We hebben de provincie er meermalen op gewezen dat het dogma van de veilige 4,5 tot 6 meter boomvrije berm geen wetenschappelijke basis heeft. Dat betekent dat op grond van de Algemene Wet Bestuursrecht op het bestuursorgaan (in casu de provincie) een eigen onderzoeksplicht rust. Negeren hiervan kan aangemerkt worden als een vorm van onbehoorlijk bestuur. 
U kunt het nalezen in artikel 3:2 awb.
Wij zijn niet de enigen die denken dat obstakelvrije bermen geen zinvolle basis van beleid zijn.
  • Rijkswaterstaat heeft een voorspellingsmodel gemaakt van de effecten van verkeersaanpassingen op wegen. Hieruit blijkt dat aanpassen van wegen niet significant minder ongelukken geeft. De enige significante factor is aanpassen van het rijgedrag. En dat bereik je niet door bermen obstakelvrij te maken.
  • Een ander onderzoek (SWOV-Wetenschappelijk Onderzoek Verkeersveiligheid), waarbij 535 boomongevallen werden geanalyseerd, toont aan dat de ernst van boomongevallen niet afneemt bij het groter worden van de afstand tussen bomen en de wegrand.
Wat wèl werkt, en wèl wetenschappelijk bewezen is, is snelheidsverlaging. U kunt op de website van de SWOV de formules vinden waarbij de uitkomsten met 95% nauwkeurigheid te voorspellen zijn: door de snelheid te verlagen van 80 naar 70 km/uur, daalt het aantal dodelijke ongevallen met 41 tot 50 procent (!). Als de wegen met bomen langs de N-wegen zo gevaarlijk zijn als de provincie beweert is er in de wegenverkeerswet ook ruimte voor dit soort limieten.
De worst die ons bij concrete projecten als de N319 wordt voorgehouden is een compensatieprogramma voor de bomenkap. Er komt vervangende aanplant en er zouden zelfs bomen verplaatst worden. Maar nieuwe aanplant is de eerste vijftig jaar landschappelijk niet interessant, geen schuilplaats voor vleermuizen of vogels of insecten (in een flinke eik huizen ruim 400 soorten insecten!), contraproductief voor het klimaatbeleid, zorgt niet voor schaduw of verkoeling voor fietsers en wandelaars, (en tevens verkoeling van het asfalt dat minder snel slijt) bindt nauwelijks CO2, houdt geen water vast in droge tijden.

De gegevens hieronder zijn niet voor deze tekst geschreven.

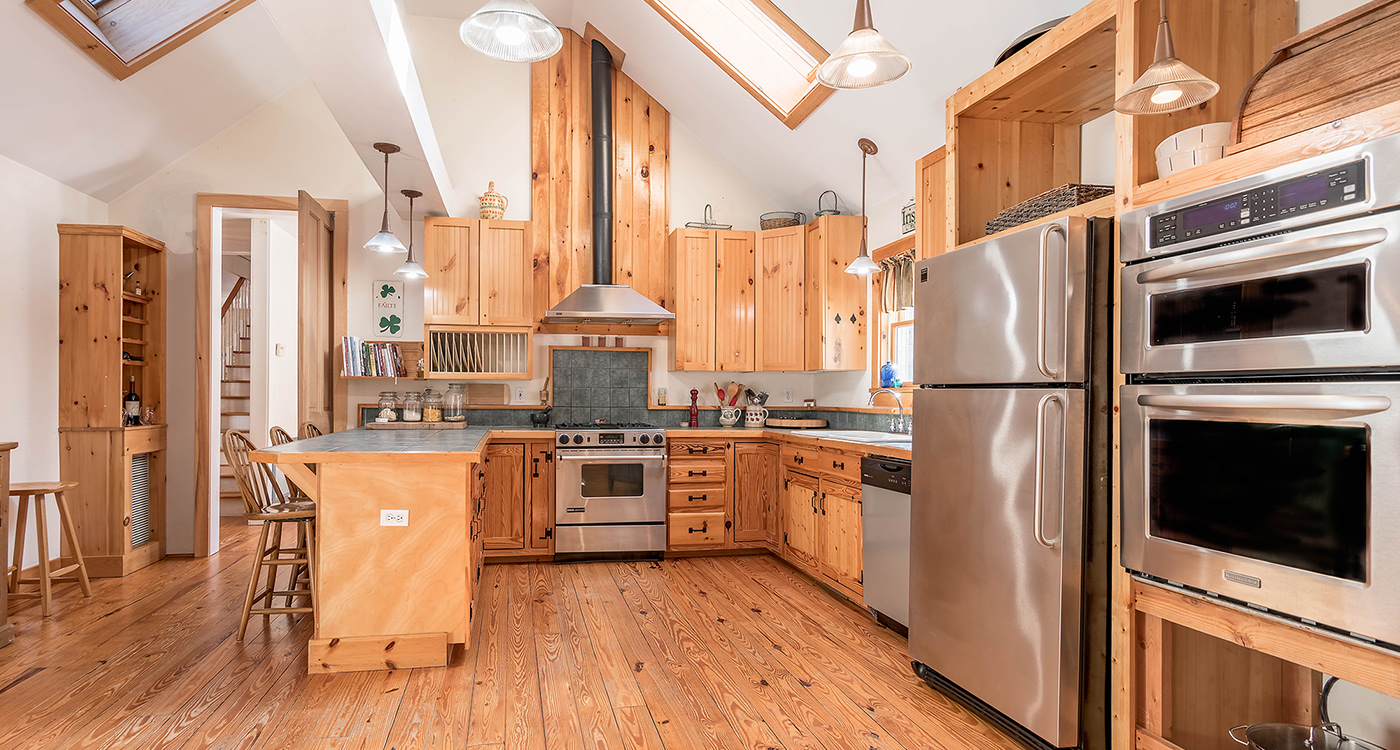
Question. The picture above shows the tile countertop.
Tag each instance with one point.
(354, 445)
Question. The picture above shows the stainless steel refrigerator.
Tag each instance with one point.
(1008, 592)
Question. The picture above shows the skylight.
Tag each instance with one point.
(759, 46)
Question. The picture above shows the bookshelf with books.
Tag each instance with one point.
(112, 393)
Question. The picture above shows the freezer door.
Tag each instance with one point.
(997, 549)
(1005, 311)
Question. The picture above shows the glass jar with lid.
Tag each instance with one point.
(431, 405)
(413, 406)
(454, 406)
(388, 405)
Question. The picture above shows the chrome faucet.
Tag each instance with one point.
(895, 426)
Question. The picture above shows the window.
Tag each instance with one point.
(126, 35)
(759, 46)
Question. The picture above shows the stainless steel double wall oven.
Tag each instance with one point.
(1262, 421)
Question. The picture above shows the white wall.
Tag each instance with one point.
(31, 204)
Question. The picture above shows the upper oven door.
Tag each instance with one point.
(1318, 298)
(609, 486)
(1284, 496)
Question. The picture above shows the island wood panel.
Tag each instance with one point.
(504, 276)
(451, 249)
(424, 564)
(693, 295)
(780, 305)
(734, 307)
(503, 517)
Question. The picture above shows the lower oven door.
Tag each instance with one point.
(1284, 496)
(611, 486)
(1308, 300)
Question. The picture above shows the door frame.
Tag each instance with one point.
(205, 204)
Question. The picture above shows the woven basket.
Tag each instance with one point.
(776, 220)
(1050, 202)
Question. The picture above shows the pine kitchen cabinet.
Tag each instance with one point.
(480, 272)
(713, 291)
(781, 300)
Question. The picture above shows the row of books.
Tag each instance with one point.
(373, 360)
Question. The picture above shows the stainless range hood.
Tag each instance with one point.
(605, 302)
(608, 304)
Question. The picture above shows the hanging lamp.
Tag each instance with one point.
(1168, 84)
(863, 265)
(385, 242)
(513, 31)
(864, 59)
(410, 267)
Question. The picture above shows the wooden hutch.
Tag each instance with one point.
(108, 336)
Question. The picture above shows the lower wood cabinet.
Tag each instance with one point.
(518, 507)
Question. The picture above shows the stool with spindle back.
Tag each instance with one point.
(34, 493)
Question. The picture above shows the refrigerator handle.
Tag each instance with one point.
(1042, 358)
(1040, 461)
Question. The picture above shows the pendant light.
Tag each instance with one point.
(864, 59)
(1168, 84)
(513, 31)
(863, 265)
(385, 242)
(410, 267)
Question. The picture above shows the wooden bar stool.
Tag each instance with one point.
(32, 493)
(265, 501)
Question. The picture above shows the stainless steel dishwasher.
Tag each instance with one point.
(885, 525)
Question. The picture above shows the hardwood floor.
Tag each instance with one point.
(686, 654)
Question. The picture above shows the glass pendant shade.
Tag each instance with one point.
(1168, 84)
(865, 59)
(513, 31)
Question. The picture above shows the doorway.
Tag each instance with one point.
(256, 326)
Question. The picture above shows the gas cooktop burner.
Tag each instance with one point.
(605, 426)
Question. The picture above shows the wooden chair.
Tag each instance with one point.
(265, 501)
(32, 493)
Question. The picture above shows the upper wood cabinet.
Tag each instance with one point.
(711, 288)
(781, 300)
(479, 272)
(835, 298)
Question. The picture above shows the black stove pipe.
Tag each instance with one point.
(602, 163)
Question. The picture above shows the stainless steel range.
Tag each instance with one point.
(609, 491)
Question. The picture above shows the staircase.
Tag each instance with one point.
(234, 386)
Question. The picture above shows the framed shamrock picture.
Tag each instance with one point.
(388, 308)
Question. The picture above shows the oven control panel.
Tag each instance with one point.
(1276, 202)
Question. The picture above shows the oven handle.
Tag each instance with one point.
(611, 458)
(1042, 360)
(1266, 258)
(1340, 405)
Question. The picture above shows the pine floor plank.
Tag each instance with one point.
(727, 652)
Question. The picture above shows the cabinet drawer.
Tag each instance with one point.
(695, 529)
(697, 448)
(697, 470)
(696, 498)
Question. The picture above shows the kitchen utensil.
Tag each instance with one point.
(709, 221)
(1295, 736)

Volgens de provincie kan de herplant zoals die bij projecten als de N319 plaats zou vinden, bovendien gezien worden als het behoud van de cultuurhistorische laanstructuur. Bij cultuurhistorische waarden - en ik citeer de Monumentenwet - gaat het om sporen uit het verleden in het heden, die zichtbaar en tastbaar aanwezig zijn. Iets IS cultuurhistorie of is het NIET. Een nieuw aangeplant beukenrijtje dat op zijn best 75 jaar oud wordt, is geen vervanging voor wat ervoor moet wijken. En dat de rij met oude bomen niet helemaal compleet meer is, maakt de waarde eerder hoger dan lager. Ook bij Stonehenge ontbreken de nodige stenen.

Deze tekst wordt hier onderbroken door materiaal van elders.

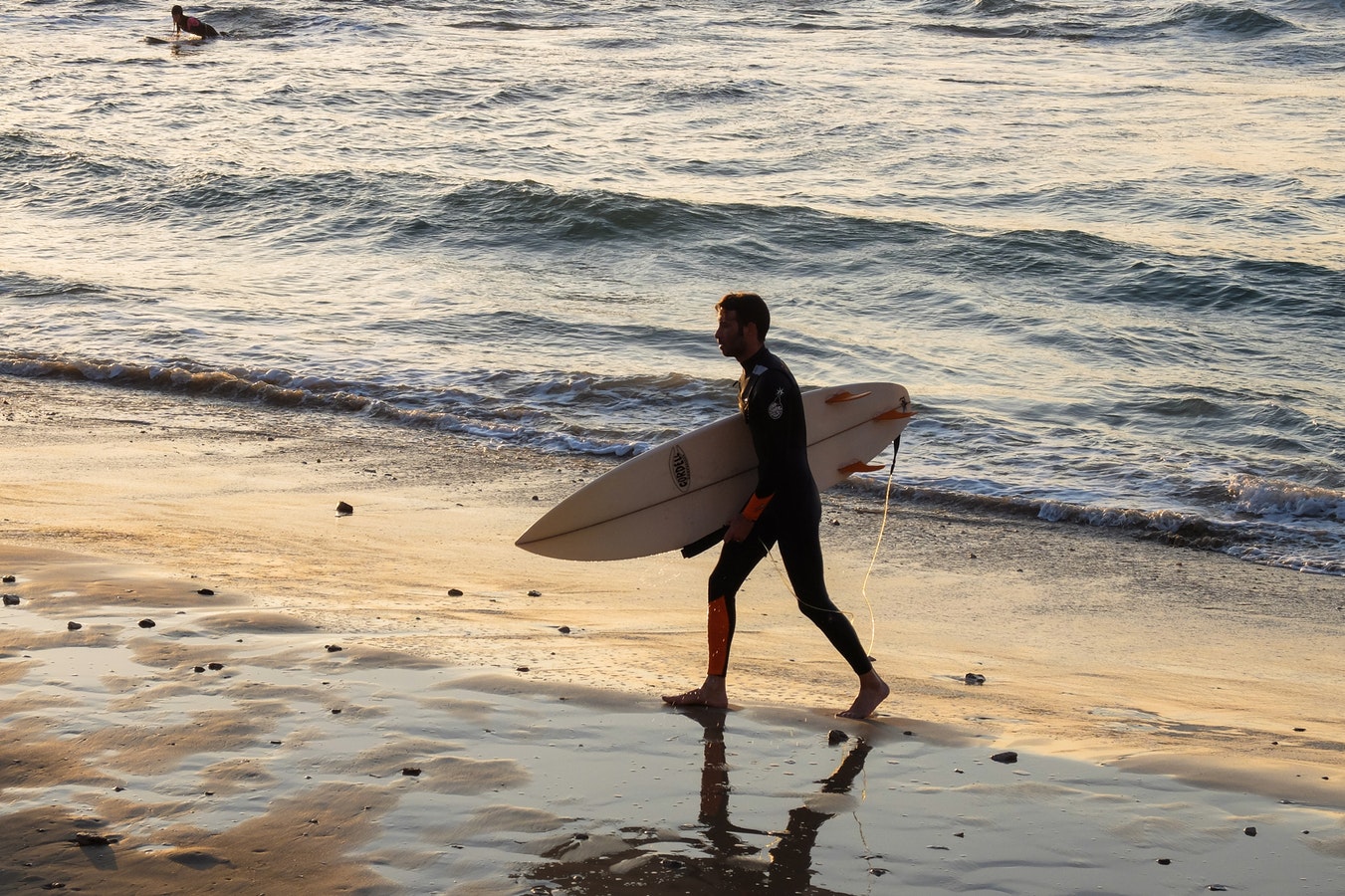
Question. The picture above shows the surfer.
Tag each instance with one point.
(783, 510)
(190, 25)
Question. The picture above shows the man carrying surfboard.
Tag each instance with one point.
(190, 25)
(785, 510)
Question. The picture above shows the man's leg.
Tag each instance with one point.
(736, 562)
(801, 556)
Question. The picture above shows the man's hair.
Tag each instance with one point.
(747, 307)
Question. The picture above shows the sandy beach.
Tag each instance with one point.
(210, 681)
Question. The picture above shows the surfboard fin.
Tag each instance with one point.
(857, 467)
(846, 395)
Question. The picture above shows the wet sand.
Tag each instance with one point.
(334, 716)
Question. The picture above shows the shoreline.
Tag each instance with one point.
(1162, 666)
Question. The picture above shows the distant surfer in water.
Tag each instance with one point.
(783, 510)
(190, 25)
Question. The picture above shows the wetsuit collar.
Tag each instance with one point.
(755, 359)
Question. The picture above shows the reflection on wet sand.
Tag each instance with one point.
(729, 862)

Wat meetelt bij onze kritische bejegening is onze waarneming dat de provincie niet zo veel met bomen heeft. De beleidsplannen, die met hulp van externe bureaus zijn gemaakt, zien er gelikt uit. Maar de praktijk is anders.
Er worden bomen gepoot in het voorjaar terwijl iedereen weet dat je dat beter in het najaar kunt doen. Er worden bomen gepoot die vervolgens geen water krijgen zoals in de afgelopen zomer en dus weer vervangen moeten worden. Er wordt gesnoeid door ingehuurde bedrijven die bomen opkronen tot parasollen. Dat levert stress op en verzwakt de bomen.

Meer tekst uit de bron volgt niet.